Alana Herro writes for Eye on Earth (e²), a service of World Watch Magazine in partnership with the blue moon fund. e² provides a unique perspective on current events, newly released studies, and important global trends.
In a July 25 memo to the Pentagon, U.S. Marine Corps Major General Richard Zilmer made a Priority 1 request for solarand wind-powered generators to help with the fight in Iraq. Without this solution, personnel loss rates are likely to continue at their current rate, Zilmer writes. Continued casualty accumulation exhibits [the] potential to jeopardize mission success.
The thermal signature of diesel-powered generators currently in use can enable enemies to detect U.S. outposts, experts say. And missions to supply the generators with JP-8, the standard battlefield fuel, are vulnerable to ambush. Without a self-sustainable energy solution, Zilmer notes, the U.S. Army will continue to accrue preventable serious and grave casualties.
Although Zilmers memo shows a growing focus on incorporating renewable energy sources into combat operations, it is not the first time the U.S. military has embraced the benefits of renewables. A 2004 study conducted for the Army reported that using solar panels to recharge equipment batteries was a better option than having soldiers carry disposable batteries into combat. Pentagon research from June 2005 illustrates the costs and benefits of using solar power to reduce fuel use. And four wind turbines currently supply roughly 25 percent of electricity needs at the U.S. Naval Station at Guantanamo Bay in Cuba.
According to a 2004 study by the Rocky Mountain Institute, more than 50 percent of all fuel consumed in the battlefield is used by support units, not frontline troops. Before the recent rise in oil prices, the U.S. Army spent some $200 million annually on fuel and paid personnel an estimated $3.2 billion to transport it. The Defense Energy Support Center reports that in 2005, the U.S. military spent around $8 billion on some 128 million barrels of fuel; in 2004, it spent $7 billion on 145 million barrels. Zilmers memo estimates that a hybrid solar and wind power system, though expensive initially, would cut costs by 75 percent and pay for itself in 35 years.
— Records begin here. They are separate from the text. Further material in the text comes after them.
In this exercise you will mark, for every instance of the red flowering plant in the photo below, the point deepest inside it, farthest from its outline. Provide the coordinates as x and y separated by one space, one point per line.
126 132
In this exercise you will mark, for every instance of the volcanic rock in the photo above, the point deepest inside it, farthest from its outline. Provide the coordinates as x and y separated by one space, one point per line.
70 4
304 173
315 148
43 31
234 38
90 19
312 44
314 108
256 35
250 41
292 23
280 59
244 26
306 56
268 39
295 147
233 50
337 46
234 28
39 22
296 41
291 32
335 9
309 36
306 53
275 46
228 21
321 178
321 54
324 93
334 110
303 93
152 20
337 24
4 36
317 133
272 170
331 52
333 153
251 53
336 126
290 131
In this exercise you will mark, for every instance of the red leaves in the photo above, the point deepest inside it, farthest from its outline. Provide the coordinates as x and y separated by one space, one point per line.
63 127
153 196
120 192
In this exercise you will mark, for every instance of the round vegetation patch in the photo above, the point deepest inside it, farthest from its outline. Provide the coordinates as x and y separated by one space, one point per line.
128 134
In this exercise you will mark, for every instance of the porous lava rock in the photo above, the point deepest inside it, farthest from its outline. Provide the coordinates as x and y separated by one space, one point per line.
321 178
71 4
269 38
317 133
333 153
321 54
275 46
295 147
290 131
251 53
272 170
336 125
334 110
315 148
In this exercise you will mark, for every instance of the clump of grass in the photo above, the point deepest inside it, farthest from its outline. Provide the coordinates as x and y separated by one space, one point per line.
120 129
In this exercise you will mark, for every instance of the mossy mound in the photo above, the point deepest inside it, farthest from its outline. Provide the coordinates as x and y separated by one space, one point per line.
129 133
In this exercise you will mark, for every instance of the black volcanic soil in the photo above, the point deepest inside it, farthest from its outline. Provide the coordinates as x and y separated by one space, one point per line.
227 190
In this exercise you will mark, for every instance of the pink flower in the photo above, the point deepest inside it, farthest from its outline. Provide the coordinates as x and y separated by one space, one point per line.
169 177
There's something really unnerving about celebrating wind energy use in places like "Gitmo" and Iraq.
Yet I can also see the point of the RMI. Anything that accelerates the growth for wind and solar, no matter how distasteful its uses, brings us closer to a safer world. Looking at this from an ecological perspective (and climate change risks killing many more than US terrorism has managed so far), or from a geo-political angle (reducing the strategic value of oil), this is a good thing.
Of course, if we used the money spent on Iraq on levelling the playing field for renewables compared to subsidized fossil fuels, we could have done it much faster.
Of course, the title of this post could easily be changed to "With or Without Renewable Power, U.S. Army Could Fail in Iraq"
The US army has already failed in Iraq, unless its objectives were megadeaths, terrorist training and corporate enrichment.